"I have no right to save her from anything. She must forget me."
"That is sheer nonsense—cowardly nonsense too!" said Mrs. Vane. "If Enid were on the brink of a precipice, would you hesitate to draw her back? I tell you that she is breaking her heart for you, and that, if you are free to marry, and not inordinately selfish, your only way out of the difficulty is to marry her."
"She would get over it."
"No; she would die as her mother died—of a broken heart."
"You can speak so calmly, remembering who killed her mother—for what you and I are responsible!"
"Look, Hubert—if you cannot speak calmly yourself, you had better not speak at all. You seem to think that I am cold and callous. I suppose I am; and yet I am more anxious in this matter to keep Enid from grief and pain than you seem to be. I do not like to see her looking pale and sad.
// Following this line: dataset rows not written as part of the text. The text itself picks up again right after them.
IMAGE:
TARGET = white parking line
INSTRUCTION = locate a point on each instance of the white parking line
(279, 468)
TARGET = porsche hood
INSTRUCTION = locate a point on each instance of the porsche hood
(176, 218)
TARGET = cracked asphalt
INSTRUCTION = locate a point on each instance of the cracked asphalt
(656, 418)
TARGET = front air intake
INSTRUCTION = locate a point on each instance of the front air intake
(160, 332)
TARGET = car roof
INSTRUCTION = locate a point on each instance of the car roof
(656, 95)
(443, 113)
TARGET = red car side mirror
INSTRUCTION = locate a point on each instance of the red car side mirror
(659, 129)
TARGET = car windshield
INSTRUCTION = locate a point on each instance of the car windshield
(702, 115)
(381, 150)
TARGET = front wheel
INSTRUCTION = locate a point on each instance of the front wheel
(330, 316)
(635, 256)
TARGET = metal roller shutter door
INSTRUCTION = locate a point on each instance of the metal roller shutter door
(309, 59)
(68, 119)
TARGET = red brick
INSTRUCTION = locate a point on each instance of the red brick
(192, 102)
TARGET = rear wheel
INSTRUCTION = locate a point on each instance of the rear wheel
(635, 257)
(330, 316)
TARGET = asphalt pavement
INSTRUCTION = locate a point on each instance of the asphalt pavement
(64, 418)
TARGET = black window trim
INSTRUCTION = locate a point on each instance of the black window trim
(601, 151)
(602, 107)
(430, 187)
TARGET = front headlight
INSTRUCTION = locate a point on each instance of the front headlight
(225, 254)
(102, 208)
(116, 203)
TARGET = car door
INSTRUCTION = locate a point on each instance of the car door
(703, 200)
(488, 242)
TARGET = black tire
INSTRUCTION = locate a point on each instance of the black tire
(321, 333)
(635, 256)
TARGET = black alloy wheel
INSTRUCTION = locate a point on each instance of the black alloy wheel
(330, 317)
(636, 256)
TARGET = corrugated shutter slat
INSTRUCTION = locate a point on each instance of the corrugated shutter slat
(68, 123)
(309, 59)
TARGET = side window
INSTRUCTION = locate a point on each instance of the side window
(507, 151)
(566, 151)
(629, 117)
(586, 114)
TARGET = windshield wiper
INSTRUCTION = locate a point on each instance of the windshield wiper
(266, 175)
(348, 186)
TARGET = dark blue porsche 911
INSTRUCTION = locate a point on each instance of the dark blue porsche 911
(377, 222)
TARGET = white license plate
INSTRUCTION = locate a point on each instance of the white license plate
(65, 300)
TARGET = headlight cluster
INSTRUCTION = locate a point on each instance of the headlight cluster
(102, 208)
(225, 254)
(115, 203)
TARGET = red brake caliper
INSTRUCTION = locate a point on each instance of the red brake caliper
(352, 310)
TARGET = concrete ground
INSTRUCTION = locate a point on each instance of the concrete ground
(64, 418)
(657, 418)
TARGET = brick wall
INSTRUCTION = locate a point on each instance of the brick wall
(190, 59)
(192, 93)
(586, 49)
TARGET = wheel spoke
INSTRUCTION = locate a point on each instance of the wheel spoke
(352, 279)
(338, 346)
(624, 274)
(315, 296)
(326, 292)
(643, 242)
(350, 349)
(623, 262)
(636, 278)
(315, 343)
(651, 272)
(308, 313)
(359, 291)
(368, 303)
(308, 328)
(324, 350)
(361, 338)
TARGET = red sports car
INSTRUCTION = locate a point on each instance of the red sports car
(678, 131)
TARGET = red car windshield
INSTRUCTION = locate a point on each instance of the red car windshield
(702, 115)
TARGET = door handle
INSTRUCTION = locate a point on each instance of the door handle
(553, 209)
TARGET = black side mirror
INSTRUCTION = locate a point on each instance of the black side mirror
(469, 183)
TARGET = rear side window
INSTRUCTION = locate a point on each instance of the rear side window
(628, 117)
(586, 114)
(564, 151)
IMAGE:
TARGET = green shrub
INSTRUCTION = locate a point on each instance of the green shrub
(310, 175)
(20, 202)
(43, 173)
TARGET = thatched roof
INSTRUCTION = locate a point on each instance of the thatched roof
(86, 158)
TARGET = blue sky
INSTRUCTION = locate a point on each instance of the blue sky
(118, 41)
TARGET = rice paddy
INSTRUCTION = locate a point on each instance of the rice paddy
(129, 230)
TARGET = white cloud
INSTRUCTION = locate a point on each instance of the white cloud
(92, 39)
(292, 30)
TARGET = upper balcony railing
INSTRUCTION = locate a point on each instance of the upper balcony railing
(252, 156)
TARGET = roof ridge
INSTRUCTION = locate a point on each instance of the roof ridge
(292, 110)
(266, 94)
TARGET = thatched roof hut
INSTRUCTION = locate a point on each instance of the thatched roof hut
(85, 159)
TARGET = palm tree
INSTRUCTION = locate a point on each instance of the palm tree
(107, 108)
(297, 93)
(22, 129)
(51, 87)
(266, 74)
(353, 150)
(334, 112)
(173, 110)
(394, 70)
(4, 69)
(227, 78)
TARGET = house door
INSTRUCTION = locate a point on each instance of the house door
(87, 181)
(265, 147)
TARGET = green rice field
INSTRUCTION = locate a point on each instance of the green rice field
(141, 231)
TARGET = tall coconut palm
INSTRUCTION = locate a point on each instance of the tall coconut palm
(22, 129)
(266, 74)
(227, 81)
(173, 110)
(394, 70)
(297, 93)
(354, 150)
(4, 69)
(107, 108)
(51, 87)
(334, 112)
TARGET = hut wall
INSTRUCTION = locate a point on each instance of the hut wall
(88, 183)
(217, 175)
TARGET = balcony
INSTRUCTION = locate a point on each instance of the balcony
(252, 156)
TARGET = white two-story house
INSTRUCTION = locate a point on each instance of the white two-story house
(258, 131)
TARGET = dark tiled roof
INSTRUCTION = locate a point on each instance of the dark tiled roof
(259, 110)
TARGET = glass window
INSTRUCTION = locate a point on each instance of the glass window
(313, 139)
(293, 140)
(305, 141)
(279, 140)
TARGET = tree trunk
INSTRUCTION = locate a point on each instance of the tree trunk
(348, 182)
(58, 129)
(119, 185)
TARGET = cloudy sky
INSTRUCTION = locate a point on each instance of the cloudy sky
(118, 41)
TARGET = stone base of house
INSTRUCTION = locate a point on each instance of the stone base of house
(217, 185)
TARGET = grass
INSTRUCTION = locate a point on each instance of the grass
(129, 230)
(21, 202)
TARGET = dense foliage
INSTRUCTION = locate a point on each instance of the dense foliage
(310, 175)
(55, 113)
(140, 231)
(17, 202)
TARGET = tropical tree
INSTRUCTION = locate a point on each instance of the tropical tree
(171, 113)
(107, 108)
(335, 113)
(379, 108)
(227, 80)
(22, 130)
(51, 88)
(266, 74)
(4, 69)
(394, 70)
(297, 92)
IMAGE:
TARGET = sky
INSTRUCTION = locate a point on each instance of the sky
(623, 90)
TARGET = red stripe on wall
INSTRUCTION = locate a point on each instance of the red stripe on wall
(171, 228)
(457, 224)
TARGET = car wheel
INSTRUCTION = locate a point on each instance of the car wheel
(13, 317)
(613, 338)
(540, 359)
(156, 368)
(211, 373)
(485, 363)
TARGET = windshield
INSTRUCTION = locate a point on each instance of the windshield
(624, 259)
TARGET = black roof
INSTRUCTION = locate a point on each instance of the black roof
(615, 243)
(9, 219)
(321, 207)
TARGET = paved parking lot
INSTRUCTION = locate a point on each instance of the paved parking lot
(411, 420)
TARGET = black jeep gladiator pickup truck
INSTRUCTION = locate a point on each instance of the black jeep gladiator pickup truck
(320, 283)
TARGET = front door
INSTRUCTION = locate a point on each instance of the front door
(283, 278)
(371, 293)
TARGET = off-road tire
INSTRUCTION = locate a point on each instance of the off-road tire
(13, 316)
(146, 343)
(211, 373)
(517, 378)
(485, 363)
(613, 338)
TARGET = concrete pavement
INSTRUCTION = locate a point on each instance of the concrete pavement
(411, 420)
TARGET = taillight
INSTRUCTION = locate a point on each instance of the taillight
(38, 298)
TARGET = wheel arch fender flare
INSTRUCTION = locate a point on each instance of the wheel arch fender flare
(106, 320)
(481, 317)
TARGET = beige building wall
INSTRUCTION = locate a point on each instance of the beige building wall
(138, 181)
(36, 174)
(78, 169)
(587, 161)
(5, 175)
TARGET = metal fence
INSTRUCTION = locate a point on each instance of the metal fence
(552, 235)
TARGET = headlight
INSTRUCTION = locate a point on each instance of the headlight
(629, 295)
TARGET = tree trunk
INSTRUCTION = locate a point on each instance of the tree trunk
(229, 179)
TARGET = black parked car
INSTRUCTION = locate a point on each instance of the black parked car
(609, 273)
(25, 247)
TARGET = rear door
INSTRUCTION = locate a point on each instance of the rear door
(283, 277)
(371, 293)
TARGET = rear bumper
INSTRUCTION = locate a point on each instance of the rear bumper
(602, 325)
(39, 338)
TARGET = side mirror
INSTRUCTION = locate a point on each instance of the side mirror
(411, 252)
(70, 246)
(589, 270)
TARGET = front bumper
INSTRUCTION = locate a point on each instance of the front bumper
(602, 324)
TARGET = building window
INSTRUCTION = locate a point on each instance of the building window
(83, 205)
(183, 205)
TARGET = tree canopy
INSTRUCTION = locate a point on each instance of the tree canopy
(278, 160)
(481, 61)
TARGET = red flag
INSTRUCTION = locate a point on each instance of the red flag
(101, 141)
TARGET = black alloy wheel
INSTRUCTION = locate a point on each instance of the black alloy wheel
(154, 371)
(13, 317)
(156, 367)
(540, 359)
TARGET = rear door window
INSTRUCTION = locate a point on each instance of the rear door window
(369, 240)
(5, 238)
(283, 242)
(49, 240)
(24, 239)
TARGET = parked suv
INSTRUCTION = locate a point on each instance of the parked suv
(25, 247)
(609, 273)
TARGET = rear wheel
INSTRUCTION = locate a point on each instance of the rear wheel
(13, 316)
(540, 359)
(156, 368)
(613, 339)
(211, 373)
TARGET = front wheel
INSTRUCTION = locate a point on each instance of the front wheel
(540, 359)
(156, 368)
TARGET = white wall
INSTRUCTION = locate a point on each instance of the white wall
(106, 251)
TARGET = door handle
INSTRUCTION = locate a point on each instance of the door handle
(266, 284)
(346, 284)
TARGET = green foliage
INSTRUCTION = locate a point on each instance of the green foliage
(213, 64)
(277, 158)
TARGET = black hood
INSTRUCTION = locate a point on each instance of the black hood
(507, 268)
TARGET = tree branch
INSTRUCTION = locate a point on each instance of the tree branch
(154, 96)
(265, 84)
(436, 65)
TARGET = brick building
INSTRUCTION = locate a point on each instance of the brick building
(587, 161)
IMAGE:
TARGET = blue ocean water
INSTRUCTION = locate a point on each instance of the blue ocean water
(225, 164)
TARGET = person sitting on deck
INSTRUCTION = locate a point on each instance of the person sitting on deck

I would do anything within my power to help her, and I thought—I thought that you would do the same. It seems that you shrink from the task."
"It is so horrible—so unnatural! How can I ask her to be mine—I, with my hands stained——"
"Hush! I will not have you say those words! We both know—if we are to speak of the past—that it was an honorable contest enough—a fair fight—a meeting such as no man of honor could refuse. You would have fallen if he had not. It is purely morbid, this brooding over the consequences of your actions. Everybody who knew the circumstances would have said that you were in the right. I say it myself, although at my own cost. To marry Enid now because she loves you will be the only way you can take to repair the harm that was done in the past and to shield her for the future."
It was not often that Florence spoke so long or so energetically; and Hubert, in spite of his revolt of feeling at the prospect held out to him, was impressed by her words. After a few moments' silence, he sat down again and began to argue the matter with her from every possible point of view. He told her it was probable that Enid did not know her own mind; that she would be miserable if she married a man who could not love her; that the whole world would cry shame on him if it ever learned the circumstances of her father's death; that Enid herself would be the first to reproach him, and would indeed bitterly hate him if she ever knew.
"If she ever knew—if the world ever knew!" said Florence scornfully. Hitherto she had been very quiet and let her brother say his say. "As if she or the world were ever going to know! There is no way in which the truth can be known unless one of us tells it; and I ask you, is that a thing that either of us is very likely to do? It would mean social ruin for us—utter and irretrievable ruin! If we only hold our tongues, Enid and the world will never know."